Police from four countries have seized some 25,000 Greek and Roman archaeological items worth over €40 million in raids, cracking down on illegal trafficking in cultural goods.
The European Law Enforcement Agency said 23 suspects were detained.
The investigation, which began four years ago, revealed that the organised crime group behind the illegal excavation and trafficking of cultural goods was very well organised, operating from several EU member states.
The probe was initiated by the units specialised in the trafficking of cultural goods of the Italian Carabinieri and supported by its counterparts at the Spanish Guardia Civil, the British Metropolitan Police and the German LKA of Baden-Württemberg.
In Italy, the raids were focused on the regions of Sicily, Calabria, Piedmont and Apulia, in what is considered one of the biggest crackdowns in such crimes in Italian history.
Prosecutors believe the items were illegally excavated in Sicily, under commission by a London art dealer.
A spokeswoman for the UK's Metropolitan Police said that after acting on a European arrest warrant, officers had detained a 64-year-old man in the Greater London area and recovered three relics believed to be of Roman origin.
In the Sicilian Caltanissetta area, “which is rich in archaeological sites from the Greek and Roman epochs, local members of the organised crime group illegally excavated artefacts,” Europol said.
The items were then smuggled out of Italy, “equipped with false provenances and sold via German auction houses".
The criminal gang, which was said to be aided by "facilitators" in Barcelona and London, was described by the European police force as "very well organised".

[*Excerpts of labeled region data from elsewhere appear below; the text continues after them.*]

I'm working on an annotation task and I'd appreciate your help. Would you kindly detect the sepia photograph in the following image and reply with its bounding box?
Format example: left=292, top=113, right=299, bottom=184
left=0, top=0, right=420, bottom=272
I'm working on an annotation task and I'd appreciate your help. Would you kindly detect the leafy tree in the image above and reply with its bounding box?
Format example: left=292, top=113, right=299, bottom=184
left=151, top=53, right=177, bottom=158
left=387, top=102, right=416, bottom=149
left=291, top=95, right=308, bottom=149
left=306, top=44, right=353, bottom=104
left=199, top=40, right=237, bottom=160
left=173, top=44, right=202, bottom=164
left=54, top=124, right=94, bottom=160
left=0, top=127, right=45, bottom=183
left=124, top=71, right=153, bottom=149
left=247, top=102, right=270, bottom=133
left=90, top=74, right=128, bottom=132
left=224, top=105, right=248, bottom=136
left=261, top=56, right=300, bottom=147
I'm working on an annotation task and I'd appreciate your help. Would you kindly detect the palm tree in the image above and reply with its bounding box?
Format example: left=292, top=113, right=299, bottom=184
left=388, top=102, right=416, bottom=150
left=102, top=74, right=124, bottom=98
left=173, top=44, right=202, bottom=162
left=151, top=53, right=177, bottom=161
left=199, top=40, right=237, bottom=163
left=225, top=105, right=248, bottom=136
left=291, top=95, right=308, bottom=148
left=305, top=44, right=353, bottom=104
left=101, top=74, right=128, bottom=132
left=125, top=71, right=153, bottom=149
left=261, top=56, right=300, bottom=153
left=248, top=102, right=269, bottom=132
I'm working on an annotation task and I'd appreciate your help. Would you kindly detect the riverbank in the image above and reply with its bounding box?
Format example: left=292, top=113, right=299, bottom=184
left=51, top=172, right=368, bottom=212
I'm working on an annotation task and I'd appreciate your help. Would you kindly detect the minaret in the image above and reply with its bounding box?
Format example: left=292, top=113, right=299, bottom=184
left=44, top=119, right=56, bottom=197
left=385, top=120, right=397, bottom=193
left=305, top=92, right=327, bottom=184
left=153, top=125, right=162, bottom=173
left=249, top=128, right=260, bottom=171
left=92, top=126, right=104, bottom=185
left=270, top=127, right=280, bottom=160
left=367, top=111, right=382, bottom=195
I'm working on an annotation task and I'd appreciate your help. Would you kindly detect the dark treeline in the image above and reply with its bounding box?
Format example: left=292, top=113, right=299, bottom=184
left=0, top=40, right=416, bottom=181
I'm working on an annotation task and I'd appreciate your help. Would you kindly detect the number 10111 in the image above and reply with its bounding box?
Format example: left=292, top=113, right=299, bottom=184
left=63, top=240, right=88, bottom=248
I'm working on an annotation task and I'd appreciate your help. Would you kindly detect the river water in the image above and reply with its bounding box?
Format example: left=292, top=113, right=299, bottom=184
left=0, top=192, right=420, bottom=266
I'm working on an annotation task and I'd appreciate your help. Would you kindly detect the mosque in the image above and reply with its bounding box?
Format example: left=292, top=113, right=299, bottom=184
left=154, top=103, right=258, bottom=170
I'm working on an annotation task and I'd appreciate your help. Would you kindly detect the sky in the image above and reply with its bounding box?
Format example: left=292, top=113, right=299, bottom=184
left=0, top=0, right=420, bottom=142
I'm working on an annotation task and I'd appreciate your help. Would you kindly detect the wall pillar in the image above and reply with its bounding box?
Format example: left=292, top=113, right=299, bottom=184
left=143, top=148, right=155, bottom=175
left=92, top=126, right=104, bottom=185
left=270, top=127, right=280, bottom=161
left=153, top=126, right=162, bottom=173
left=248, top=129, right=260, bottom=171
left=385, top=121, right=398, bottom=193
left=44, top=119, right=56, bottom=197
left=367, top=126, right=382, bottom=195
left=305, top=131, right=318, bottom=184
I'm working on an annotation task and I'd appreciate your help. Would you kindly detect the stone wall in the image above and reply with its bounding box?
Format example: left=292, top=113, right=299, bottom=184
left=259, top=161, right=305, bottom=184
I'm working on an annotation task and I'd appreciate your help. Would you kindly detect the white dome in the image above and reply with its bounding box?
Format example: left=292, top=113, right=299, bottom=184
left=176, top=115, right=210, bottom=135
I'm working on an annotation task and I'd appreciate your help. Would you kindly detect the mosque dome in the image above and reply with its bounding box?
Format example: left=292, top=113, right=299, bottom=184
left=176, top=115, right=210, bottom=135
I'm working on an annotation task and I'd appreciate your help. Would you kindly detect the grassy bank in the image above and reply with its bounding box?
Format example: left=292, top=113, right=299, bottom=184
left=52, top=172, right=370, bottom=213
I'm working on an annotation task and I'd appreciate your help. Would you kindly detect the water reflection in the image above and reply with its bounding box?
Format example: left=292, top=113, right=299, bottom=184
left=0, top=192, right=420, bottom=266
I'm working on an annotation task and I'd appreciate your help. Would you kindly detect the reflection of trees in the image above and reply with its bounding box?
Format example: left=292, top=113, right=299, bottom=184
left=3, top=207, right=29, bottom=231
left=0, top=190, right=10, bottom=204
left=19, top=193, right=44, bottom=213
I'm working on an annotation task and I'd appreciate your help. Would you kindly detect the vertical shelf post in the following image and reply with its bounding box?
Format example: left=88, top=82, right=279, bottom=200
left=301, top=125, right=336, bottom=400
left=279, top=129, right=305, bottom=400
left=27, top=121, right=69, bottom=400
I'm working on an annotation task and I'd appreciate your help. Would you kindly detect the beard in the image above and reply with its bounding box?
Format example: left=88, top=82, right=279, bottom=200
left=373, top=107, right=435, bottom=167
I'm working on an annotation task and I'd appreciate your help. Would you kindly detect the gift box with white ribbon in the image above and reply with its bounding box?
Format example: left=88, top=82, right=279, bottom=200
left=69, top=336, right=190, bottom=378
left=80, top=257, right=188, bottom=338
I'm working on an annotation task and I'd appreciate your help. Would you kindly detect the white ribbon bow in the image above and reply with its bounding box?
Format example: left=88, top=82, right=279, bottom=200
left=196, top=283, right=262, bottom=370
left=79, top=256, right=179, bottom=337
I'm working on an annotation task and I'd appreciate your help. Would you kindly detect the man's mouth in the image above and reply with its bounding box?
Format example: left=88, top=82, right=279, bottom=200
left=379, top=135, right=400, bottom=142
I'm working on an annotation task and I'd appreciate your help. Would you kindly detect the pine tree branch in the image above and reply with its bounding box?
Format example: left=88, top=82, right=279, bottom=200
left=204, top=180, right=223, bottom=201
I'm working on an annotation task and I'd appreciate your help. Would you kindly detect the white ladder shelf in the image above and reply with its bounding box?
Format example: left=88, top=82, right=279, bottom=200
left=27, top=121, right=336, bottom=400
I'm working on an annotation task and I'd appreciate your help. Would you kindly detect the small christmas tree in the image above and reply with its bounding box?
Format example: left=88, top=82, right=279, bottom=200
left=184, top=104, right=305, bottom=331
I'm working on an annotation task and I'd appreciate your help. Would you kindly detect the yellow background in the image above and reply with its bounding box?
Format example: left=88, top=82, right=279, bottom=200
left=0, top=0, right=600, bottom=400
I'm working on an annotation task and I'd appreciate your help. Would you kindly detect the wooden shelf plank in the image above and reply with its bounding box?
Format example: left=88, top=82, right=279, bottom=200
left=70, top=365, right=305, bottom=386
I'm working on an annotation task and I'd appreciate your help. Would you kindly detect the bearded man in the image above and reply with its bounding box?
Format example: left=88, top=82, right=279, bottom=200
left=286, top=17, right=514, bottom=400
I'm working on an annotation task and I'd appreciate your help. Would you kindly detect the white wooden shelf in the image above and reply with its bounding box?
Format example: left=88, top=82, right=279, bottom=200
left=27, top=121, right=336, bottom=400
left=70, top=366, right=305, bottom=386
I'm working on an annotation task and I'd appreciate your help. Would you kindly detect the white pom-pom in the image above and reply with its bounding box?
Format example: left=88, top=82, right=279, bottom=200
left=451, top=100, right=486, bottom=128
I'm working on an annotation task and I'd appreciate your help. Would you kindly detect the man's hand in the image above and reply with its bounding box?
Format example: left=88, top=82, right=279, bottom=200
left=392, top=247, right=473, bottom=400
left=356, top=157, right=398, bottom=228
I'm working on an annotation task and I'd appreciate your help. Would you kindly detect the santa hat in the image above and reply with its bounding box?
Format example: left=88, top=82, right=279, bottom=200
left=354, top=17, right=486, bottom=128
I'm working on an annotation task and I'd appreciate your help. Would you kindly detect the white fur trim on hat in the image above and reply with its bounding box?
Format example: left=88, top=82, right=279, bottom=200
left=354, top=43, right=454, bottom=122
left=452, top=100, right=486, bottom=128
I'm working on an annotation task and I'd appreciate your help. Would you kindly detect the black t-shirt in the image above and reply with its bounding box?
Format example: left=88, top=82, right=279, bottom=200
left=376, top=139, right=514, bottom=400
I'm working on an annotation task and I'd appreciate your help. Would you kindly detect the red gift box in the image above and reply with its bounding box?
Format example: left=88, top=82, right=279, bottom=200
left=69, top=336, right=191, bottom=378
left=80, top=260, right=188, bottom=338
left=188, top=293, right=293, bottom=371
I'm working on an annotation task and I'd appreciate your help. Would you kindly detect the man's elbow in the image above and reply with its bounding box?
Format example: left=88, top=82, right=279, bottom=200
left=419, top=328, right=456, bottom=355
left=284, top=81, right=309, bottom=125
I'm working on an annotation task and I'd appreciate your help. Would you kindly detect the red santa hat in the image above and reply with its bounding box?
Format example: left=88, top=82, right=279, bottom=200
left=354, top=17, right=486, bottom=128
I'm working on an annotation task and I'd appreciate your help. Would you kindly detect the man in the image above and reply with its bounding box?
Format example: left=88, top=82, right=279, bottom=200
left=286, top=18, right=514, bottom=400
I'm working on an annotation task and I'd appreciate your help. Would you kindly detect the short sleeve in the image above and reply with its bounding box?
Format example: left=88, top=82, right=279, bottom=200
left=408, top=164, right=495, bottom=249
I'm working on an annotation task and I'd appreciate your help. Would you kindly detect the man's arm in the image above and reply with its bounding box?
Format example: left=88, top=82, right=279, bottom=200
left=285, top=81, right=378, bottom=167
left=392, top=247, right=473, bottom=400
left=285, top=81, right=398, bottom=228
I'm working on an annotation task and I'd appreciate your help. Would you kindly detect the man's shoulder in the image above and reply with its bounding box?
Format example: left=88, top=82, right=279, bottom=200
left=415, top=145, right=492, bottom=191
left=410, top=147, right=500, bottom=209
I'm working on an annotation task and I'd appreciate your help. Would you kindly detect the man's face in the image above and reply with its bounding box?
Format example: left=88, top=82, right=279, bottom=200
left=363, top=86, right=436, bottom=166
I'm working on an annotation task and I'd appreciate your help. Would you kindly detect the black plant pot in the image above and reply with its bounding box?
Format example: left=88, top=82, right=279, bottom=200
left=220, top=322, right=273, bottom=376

Police also seized 1,500 tools, including metal detectors, in the early morning raids.
Major Luigi Mancuso of the Carabinieri paramilitary art squad in Palermo, Italy, said Wednesday that investigators allege the digs were commissioned by a London art dealer, William Veres, 64, who was served with an international warrant.
Europol said, “International cooperation is key to the success of such investigations in the field of trafficking of cultural goods, in which artefacts are moved through several EU countries and levels before they are brought to the legal market.”
The case is considered to be one of the largest of its kind involving the illegal removal of artefacts from archaeological sites in Italy.